Some things are COOKING!
(a big picture life update 360')
When I was 7 months pregnant, and we went some place by car, I remember I was sitting on the back passenger seat and a strong feeling overcame me that the second soul will be coming through us. I was a bit surprised, as the first one was not born yet into this reality. "Let's see", I smiled.
In the last few weeks, I feel it strongly again. It's like a background song in anything I do. I feel this other being energetically, not yet born, yet already here. Similarly to how I felt Alisia since a year before she was conceived. And yes I feel it with every cell - I want the 2nd child. Not now now yet, but definitely not in a far away future. And if Life blesses, of course.
To create a beautiful embracing context for our family, we are looking for a NEW home. So beautiful to dream and to look where we will further build our nest.
This year, Corona, like for most of us, disturbed all the plans in 2020. I have to laugh while having a grin internally. It's OK and sad at the same time.
I don't stop dreaming... to hold live events again soon! Live circles, connecting, celebrating, awakening to ecstatic way of living. I am a Tantrika at heart, and it will never change.
On the other hand, Corona also triggered my interest which I could not let simply rest. To launch a NEW online project. I was curious to feel how it is to still stay connected with people in a virtual space, and to my surprise, it went way better than I initially expected. The warmth and connection we feel is amazing. I do need to learn more about the online world though as it is a totally different animal when it comes to conducting it as a business. I feel like a toddler in this domain learning to walk while seeing Ferrari's crossing left and right.
Besides, thanks to Corona I got inspired to hold NEW weekends only for Couples as it also aligned with my personal process of transformation at the moment. Being 3,5 years together in a relationship with Dylan invites us to dive deeper. I am super passionate about this subject now, learning again a lot myself and expanding!

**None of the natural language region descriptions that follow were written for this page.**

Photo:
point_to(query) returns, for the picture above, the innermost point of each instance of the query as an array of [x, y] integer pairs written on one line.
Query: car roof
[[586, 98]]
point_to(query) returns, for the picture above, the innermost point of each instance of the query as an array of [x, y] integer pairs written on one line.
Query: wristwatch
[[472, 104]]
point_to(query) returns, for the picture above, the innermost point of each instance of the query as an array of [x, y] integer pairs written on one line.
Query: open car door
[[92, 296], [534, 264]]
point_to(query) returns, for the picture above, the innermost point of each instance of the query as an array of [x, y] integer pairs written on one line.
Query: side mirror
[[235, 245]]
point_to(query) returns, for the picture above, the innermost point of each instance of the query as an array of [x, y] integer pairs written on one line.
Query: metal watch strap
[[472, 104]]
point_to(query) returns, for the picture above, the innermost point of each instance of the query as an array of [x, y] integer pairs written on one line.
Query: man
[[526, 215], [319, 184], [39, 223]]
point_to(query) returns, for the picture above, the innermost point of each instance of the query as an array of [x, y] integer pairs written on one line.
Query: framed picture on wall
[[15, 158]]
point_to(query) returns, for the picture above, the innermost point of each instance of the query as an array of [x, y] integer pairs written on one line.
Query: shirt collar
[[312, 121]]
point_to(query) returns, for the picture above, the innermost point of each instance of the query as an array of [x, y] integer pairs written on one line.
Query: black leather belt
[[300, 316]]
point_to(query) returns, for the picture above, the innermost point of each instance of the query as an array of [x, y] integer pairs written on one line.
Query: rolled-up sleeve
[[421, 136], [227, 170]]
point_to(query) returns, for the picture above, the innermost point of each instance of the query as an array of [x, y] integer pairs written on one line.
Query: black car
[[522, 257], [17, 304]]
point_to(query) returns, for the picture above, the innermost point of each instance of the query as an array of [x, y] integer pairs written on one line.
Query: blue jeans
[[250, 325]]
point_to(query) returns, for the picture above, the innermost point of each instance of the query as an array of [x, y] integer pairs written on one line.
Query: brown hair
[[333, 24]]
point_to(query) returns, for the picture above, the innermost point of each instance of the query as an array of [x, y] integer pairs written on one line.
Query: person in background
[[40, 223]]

And even the 1-year program will most probably have two streams in 2021: one for couples, and one for singles. It just makes more sense!
And lastly, this fall I and another sister (in co-creation) launched a new program for women called "Divine Woman", with the focus on living our dharma (i.e. our soul's calling) no matter the circumstances. And we did hold it in the end, f.ck the circumstances!

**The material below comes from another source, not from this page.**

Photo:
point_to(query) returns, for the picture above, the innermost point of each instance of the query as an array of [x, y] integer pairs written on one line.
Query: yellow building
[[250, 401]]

Financially, 2020 initially seemed quite good as the Belgian government helped with subsidies this year... until they asked for them to be paid back a few weeks ago. So, what felt like support turned into "Hey, tap into your own resourcefulness and don't wait for help from the big Daddy!"
In the meantime, 40+ people have signed up and are waiting for the 1-year Tantra program "Expanding into Love" to start. Another 40+ people are waiting to continue their 1-year program that started last year and was postponed due to Corona.
All of this is so OVERWHELMING. It's like sitting in a sports car that has a potential to drive 300km/h while someone else continuously pushes on a break and you have no control.
I am taking a deep breath IN and OUT and letting it all cook in the womb of creation trusting that everything will turn out in the best possible way all in due time.